Sunday, April 24, 2011

Deck Gardening

Gardening on decks  has made a comeback that rivals the comebacks of Brett Favre, George Foreman or Evander Holyfield.  The new “green” movement, combined with the 100-mile diet has stimulated backyarders and urban farmers to rejuvenate their green space into black and green (as in soil and veggies).
But the new gardening enthusiasm has opened myriad new prospects for petunias and venues for veggies.  Across urban North America, rooftops are blooming with flowers, glowing with grass and topped with trees, as green roof technologies offer an assortment of benefits.  Indoor gardens, hydroponics and soilless systems grace countertops and coffee tables.  Even patios, verandas and decks relinquish space to pots and planters of all sorts.
This gardening phenomenon (don’t call it a craze!) offers even more opportunity for avid green-spacers.  Built-in growing stations – larger than pots, and with watering or light-guiding systems – are found on deck edges and parapets of balconies.  One of the most novel approaches is to design eco-friendly fences with recesses and alcoves for favourite flowers or fruit bushes. 
More than decorative, these planting spots add a chance to include fresh fruits and vegetables to your city diet, fresh from your own city farm. 
Some of these planters have been incorporated into wooden fences, offering a break from the visual straight-line perspective that conventional walled fences present.  Others have been built into stone retaining walls, or dry-stack fencing.  Still more fit nicely into cinder-block or split rail fences.  Indeed, planters constructed into fence lines can be included in any material system, from wood to PVC. 
Planters that have been included in the integrity of a fence also may add stability, offering reinforcement against wind load, and a solid footing for longer lines of continuous-run fencing.
But garden fences offer the ability to combine a variety of fence styles and materials in one run.  Simply by including climbing vines, like clematis, grapes, hops or scarlet runner, the galvanized chain link fence, open horizontal board fence or even split rail fence is provided with a decorative façade that hides the plainness of these materials.
Constructing these fences, though, requires a professional touch and a personal flair for eye appeal.  For this reason, homeowners are urged to work with a quality fence builder, to ensure that their dreams and mental images are realized in the final design.
While the days of back lot vegetable gardens are not likely to return to the prominence that they had in the 1940s, the new gardener sees significantly more options and avenues to explore his own inner gardener.  And fences, no longer, are a barrier to garden growth!

Monday, April 11, 2011

How to Use Deck Pads

The term “deck pad” actually is an inappropriate term for a construction product that most often is used inappropriately, largely because of its name.
Many of the cement blocks used as deck support blocks actually are nothing more than 15 by 15, 18 by 18 or 24 by 24 inch patio slabs.  These slabs are generally 1.5 to 2” thick, which is insufficient for most deck applications.  Rather, a thickness of 3 or more inches on a pad is needed to bear the weight of most deck posts.
In addition, because deck pads seem so simple to use, they are often installed incorrectly.  A deck pad for any sized deck needs to be installed only after a level area of the surface soil has been scraped away and a layer of one inch of sand per square foot laid down and packed in place, to allow for proper drainage.
By installing the pads in a manner that is not solid or level, excess weight bears down on a smaller area of the pad, and can contribute to the pad breaking.  If the pad and deck are installed on a sloped surface, the posts (generally 4 by 4 inch) rest unevenly on the surface, and may actually slip downward over time, resulting in partial or complete collapse of the deck.
One of the better deck pad designs “traps” the four by four post in a raised square of concrete, preventing it from slipping.  However, where the height of the deck exceeds two feet or more, those four by four supports become nothing more than free-standing stilts, relying on whatever anchor is used to hold them to the deck framework.  With repeated vibration, or even strong winds, those pillars may shift.
The most appropriate use for deck pads is where the deck is not elevated at too high a distance from the ground, and where the deck is not excessively large.

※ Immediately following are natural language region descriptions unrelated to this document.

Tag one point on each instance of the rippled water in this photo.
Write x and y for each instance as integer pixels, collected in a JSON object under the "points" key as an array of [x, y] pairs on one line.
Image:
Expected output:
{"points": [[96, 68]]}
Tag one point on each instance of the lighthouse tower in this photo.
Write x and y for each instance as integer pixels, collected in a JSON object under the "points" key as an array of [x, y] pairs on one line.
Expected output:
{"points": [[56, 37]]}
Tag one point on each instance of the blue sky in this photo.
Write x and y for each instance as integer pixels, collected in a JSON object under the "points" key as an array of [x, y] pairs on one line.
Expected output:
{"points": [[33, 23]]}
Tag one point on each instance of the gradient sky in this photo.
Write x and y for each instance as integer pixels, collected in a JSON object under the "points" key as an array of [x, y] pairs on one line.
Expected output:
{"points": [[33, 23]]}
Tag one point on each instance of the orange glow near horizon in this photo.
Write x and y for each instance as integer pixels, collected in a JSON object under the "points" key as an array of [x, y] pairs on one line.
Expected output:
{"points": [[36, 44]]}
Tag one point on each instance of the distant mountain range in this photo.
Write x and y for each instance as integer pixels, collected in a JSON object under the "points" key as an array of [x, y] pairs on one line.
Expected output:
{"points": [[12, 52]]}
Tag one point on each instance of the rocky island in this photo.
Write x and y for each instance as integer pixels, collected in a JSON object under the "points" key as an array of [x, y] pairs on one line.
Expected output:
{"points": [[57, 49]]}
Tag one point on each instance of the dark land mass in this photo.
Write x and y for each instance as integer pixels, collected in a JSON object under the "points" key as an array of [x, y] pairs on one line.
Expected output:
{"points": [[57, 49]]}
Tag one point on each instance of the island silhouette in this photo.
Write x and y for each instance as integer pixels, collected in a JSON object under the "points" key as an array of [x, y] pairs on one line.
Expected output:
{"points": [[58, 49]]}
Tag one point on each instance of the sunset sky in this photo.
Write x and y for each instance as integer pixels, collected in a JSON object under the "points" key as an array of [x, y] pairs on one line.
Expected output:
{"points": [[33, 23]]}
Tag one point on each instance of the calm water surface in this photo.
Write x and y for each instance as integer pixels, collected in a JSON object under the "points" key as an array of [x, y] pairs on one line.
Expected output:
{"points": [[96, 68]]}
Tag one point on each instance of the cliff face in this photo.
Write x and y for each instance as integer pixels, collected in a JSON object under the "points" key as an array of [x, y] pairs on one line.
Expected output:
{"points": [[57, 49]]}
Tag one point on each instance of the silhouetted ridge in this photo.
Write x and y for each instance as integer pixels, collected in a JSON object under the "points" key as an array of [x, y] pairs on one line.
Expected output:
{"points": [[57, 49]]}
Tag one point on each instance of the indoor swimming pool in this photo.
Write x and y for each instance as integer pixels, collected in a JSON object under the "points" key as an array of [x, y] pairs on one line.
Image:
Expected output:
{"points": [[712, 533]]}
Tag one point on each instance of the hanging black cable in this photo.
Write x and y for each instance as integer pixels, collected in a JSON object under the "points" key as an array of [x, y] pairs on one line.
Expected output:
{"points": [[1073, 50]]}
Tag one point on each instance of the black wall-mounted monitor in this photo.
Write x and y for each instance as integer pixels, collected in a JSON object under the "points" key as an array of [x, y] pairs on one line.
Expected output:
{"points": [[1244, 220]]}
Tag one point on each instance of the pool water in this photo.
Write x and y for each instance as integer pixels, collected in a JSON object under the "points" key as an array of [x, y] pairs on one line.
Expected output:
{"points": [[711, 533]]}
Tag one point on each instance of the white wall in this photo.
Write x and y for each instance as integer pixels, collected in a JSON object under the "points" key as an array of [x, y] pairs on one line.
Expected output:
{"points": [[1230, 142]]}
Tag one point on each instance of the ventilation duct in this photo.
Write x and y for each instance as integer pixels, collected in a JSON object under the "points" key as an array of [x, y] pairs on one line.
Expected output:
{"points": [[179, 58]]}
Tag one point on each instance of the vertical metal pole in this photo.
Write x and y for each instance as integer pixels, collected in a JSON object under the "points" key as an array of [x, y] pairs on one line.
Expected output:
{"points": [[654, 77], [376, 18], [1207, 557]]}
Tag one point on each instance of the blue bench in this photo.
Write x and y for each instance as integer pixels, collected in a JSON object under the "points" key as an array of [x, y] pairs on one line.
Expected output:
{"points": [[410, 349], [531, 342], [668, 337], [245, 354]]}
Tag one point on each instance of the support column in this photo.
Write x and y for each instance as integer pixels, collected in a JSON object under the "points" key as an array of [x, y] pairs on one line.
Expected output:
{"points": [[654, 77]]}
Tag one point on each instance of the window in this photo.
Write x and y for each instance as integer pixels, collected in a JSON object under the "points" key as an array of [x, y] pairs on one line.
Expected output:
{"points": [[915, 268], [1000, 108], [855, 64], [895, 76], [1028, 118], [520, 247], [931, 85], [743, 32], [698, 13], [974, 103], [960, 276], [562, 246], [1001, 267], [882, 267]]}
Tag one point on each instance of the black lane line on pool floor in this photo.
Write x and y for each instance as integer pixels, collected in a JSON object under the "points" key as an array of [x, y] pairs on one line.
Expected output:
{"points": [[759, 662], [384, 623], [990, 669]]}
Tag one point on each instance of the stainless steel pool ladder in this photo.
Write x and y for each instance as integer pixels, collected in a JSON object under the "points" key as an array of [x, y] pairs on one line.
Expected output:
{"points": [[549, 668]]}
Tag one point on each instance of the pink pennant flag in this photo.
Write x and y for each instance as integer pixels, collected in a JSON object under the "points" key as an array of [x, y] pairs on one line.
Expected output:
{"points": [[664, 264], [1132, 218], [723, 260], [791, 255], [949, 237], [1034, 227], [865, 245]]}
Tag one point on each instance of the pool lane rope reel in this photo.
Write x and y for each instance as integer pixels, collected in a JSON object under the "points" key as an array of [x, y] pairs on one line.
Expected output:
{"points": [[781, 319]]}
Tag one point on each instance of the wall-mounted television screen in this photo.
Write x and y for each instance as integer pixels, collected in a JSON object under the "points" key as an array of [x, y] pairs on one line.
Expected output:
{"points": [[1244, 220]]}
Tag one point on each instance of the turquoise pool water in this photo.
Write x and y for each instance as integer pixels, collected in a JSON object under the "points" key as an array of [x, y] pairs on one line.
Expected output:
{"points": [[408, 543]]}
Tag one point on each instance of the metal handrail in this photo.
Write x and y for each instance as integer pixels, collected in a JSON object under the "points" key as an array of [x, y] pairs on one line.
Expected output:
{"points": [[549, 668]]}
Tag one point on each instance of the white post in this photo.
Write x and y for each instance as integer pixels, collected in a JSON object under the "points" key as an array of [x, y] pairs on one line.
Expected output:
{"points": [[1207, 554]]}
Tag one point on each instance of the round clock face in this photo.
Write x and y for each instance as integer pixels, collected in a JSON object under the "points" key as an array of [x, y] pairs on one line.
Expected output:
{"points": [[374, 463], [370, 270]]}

In some situations, deck pads may be used to support small extensions, or in between piles that are secured in the ground.  In this manner, they act as supplementary supports.
Deck pads also can be used where the deck is securely anchored to the building, and where there is no angled pressure or weight on the pad.  Ideally, deck pads work best where the cupped square opening allows the deck beams to rest fully in the cradle, rather than on a short or long post.
In softer soils, deck pads will rise and fall with varying moisture content, resulting in uneven deck plates.  For this reason, they must be installed on packed porous surfaces.
Many cities specify, in their building codes, where pads may or may not be employed.  If you are in doubt, and if your region does not have its own building code, review that of a nearby city, to determine what they see as the minimum standard for the use of deck pads versus footings, piles or foundations.